On a scale of 1-10, how happy are you? Honestly. Right now.

Most people rate themselves as happy–as 7’s. In a 2006 survey 84 percent of Americans ranked themselves as ‘very happy’ or ‘pretty happy.'”

If your number is anything lower than 10, you can benefit from reading The Happiness Project. And even if it is 10, you can appreciate and understand your good fortune more by also reading this book. Our book club rated this book a 4 on a 5-point scale, and it generated more-than-usual conversation.

This book intrigues me because of its excellent marketing. Rubin created an outstanding “platform” four years ago through the establishment of a website which featured a blog that helped her write the book. In the book she offers the backstory of how her blog came to be, how she committed to posting six days/week (wow!), and the happiness benefits that resulted.

Through the blog Rubin built relationships to readers as sources who shared stories later published in the book. Of course, the blog readers also became book buyers and likely “buzz” generators. The processes of writing, interacting online, and marketing became intertwined.

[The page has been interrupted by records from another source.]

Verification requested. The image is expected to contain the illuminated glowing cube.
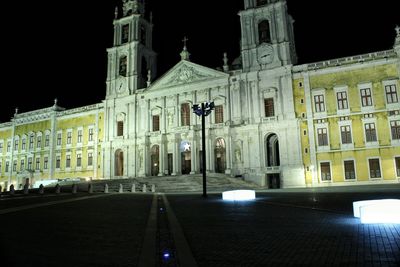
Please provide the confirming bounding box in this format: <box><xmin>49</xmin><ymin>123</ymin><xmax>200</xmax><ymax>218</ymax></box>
<box><xmin>353</xmin><ymin>199</ymin><xmax>400</xmax><ymax>224</ymax></box>
<box><xmin>222</xmin><ymin>190</ymin><xmax>256</xmax><ymax>201</ymax></box>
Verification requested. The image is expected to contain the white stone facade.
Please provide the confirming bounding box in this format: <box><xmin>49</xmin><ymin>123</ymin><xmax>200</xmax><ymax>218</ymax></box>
<box><xmin>102</xmin><ymin>0</ymin><xmax>305</xmax><ymax>188</ymax></box>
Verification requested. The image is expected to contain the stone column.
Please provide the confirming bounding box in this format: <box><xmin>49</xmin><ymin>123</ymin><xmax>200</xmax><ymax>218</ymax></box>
<box><xmin>158</xmin><ymin>135</ymin><xmax>165</xmax><ymax>176</ymax></box>
<box><xmin>207</xmin><ymin>130</ymin><xmax>213</xmax><ymax>173</ymax></box>
<box><xmin>225</xmin><ymin>135</ymin><xmax>232</xmax><ymax>175</ymax></box>
<box><xmin>190</xmin><ymin>137</ymin><xmax>196</xmax><ymax>174</ymax></box>
<box><xmin>172</xmin><ymin>134</ymin><xmax>180</xmax><ymax>176</ymax></box>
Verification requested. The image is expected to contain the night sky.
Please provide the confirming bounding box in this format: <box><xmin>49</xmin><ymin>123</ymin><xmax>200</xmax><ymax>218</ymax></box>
<box><xmin>1</xmin><ymin>0</ymin><xmax>399</xmax><ymax>123</ymax></box>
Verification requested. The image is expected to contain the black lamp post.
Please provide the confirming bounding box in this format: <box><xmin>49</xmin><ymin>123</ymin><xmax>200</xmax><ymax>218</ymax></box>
<box><xmin>192</xmin><ymin>102</ymin><xmax>214</xmax><ymax>197</ymax></box>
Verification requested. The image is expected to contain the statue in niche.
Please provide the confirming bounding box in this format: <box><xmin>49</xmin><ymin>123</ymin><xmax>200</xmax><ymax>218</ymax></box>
<box><xmin>234</xmin><ymin>146</ymin><xmax>242</xmax><ymax>163</ymax></box>
<box><xmin>167</xmin><ymin>111</ymin><xmax>174</xmax><ymax>127</ymax></box>
<box><xmin>138</xmin><ymin>149</ymin><xmax>143</xmax><ymax>170</ymax></box>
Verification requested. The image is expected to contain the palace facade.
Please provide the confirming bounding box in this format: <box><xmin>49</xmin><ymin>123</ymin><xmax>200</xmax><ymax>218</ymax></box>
<box><xmin>1</xmin><ymin>0</ymin><xmax>399</xmax><ymax>189</ymax></box>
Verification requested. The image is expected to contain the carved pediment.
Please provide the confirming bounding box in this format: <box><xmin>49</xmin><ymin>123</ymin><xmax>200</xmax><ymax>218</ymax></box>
<box><xmin>148</xmin><ymin>60</ymin><xmax>228</xmax><ymax>91</ymax></box>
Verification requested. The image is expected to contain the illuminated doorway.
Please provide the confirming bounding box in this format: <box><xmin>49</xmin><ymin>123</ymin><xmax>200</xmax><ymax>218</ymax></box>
<box><xmin>151</xmin><ymin>145</ymin><xmax>160</xmax><ymax>176</ymax></box>
<box><xmin>215</xmin><ymin>138</ymin><xmax>226</xmax><ymax>173</ymax></box>
<box><xmin>115</xmin><ymin>149</ymin><xmax>124</xmax><ymax>176</ymax></box>
<box><xmin>180</xmin><ymin>141</ymin><xmax>191</xmax><ymax>174</ymax></box>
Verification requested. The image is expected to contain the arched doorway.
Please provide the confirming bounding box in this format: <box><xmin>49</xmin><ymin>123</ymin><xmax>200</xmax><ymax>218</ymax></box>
<box><xmin>151</xmin><ymin>145</ymin><xmax>160</xmax><ymax>176</ymax></box>
<box><xmin>266</xmin><ymin>133</ymin><xmax>280</xmax><ymax>167</ymax></box>
<box><xmin>265</xmin><ymin>133</ymin><xmax>280</xmax><ymax>188</ymax></box>
<box><xmin>215</xmin><ymin>138</ymin><xmax>226</xmax><ymax>173</ymax></box>
<box><xmin>115</xmin><ymin>149</ymin><xmax>124</xmax><ymax>176</ymax></box>
<box><xmin>180</xmin><ymin>141</ymin><xmax>191</xmax><ymax>174</ymax></box>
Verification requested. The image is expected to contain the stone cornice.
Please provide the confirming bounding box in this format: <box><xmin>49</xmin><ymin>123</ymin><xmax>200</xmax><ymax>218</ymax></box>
<box><xmin>293</xmin><ymin>49</ymin><xmax>396</xmax><ymax>73</ymax></box>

Here are a few ideas I am going to try to implement after having read this book:

  • clean a closet and leave an empty shelf.
  • laugh out loud more than 20 times a day.
  • eat more vegetables and exercise regularly
  • consciously cultivate friendships new and old (including family)

The most important philosophical principle I derived from reading this book is that the search for happiness, when entered deeply and consciously, serves the welfare of others even more than it serves the seeker. One cannot be happy by oneself. We get happy by making other people happy.

The golden rule not only makes us moral. It also makes us healthy, wealthy, and wise.

This is a great book to give someone for Thanksgiving, Christmas, Hannukah,  or New Year. You can make your own resolution chart (an idea borrowed from Ben Franklin) and turn 2011 into your happiest year ever.

Shirley Showalter

1 Comments

  1. Richard Gilbert on November 25, 2010 at 6:56 pm

    I’m glad you flagged this book, Shirley. I’d stumbled upon her blog and also admired it and how it fed her project. It sounds worth reading.